ExxonMobil noted in a press release that methane pyrolysis requires five times less electricity than electrolytic hydrogen production, as well as not requiring the use of water.
Meanwhile, although both blue hydrogen production and methane pyrolysis can leverage existing natural gas infrastructure, the latter does not depend on suitable geology for carbon storage and additional infrastructure to transport CO2 to these sites — making it easier to deploy in regions where carbon capture and storage is more difficult.
ExxonMobil is developing a massive blue hydrogen complex at Baytown, which would produce 1 billion cubic feet (or more than 2000 tonnes) per day of hydrogen, much of which will be converted to ammonia.
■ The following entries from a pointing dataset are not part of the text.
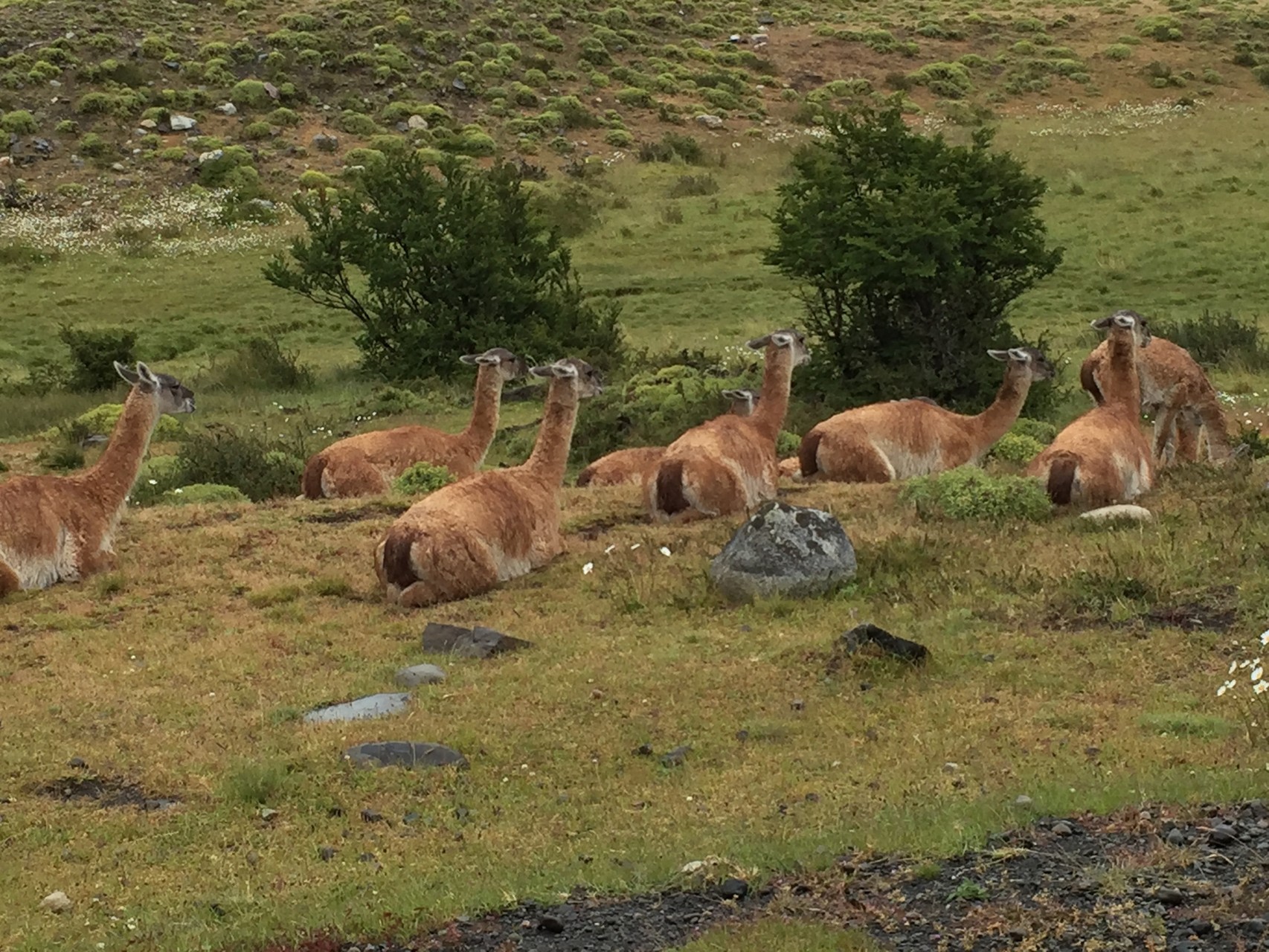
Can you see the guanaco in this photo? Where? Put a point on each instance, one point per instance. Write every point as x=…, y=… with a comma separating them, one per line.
x=368, y=463
x=467, y=537
x=625, y=466
x=727, y=465
x=1103, y=457
x=61, y=528
x=904, y=438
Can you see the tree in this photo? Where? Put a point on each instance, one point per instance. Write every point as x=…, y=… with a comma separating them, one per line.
x=440, y=266
x=909, y=251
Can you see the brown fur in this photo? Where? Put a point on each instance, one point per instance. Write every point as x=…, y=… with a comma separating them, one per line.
x=625, y=466
x=1177, y=393
x=727, y=465
x=467, y=537
x=61, y=528
x=1103, y=457
x=904, y=438
x=368, y=463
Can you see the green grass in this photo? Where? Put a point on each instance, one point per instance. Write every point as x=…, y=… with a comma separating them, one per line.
x=187, y=672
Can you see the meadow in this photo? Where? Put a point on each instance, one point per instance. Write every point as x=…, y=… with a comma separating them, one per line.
x=1065, y=664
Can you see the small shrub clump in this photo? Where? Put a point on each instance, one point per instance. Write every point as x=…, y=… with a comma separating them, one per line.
x=968, y=493
x=422, y=479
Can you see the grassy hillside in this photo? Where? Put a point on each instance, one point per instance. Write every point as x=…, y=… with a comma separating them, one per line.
x=91, y=91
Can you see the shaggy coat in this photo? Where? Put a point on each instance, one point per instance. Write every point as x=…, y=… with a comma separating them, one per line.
x=1175, y=391
x=727, y=465
x=906, y=438
x=467, y=537
x=630, y=465
x=367, y=463
x=61, y=528
x=1103, y=457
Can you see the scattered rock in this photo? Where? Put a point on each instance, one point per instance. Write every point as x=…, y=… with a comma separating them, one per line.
x=56, y=903
x=409, y=754
x=870, y=634
x=362, y=709
x=469, y=643
x=420, y=675
x=785, y=550
x=733, y=889
x=1107, y=513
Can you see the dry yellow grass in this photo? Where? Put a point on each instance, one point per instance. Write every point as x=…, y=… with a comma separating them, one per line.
x=187, y=669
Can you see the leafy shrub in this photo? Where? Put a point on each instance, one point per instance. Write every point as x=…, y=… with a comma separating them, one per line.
x=968, y=493
x=1017, y=448
x=478, y=266
x=202, y=494
x=253, y=463
x=1217, y=339
x=422, y=479
x=93, y=355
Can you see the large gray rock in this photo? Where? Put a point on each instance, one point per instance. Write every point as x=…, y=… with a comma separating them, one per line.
x=409, y=754
x=359, y=710
x=785, y=550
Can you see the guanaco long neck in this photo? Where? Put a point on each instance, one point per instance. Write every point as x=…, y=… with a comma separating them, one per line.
x=550, y=454
x=479, y=433
x=1119, y=382
x=997, y=419
x=777, y=379
x=116, y=472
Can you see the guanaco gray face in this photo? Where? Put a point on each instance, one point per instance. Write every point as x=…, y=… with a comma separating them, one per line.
x=591, y=382
x=174, y=396
x=509, y=366
x=742, y=402
x=789, y=338
x=1126, y=319
x=1026, y=359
In May, the company signed an offtake agreement with Marubeni to ship 250,000 tonnes of ammonia to Japan, which would be co-fired with coal at the Kobe Power Plant.
However, ExxonMobil has yet to take a final investment decision on the Baytown facility, with rumours that it will delay this step beyond the end of this year.
Meanwhile, BASF had installed its own methane pyrolysis testing site at Ludwigshafen in Germany in 2020, and brought the largest operational green hydrogen plant in Europe — a 54 megawatt proton exchange membrane electrolyser — on line earlier this year.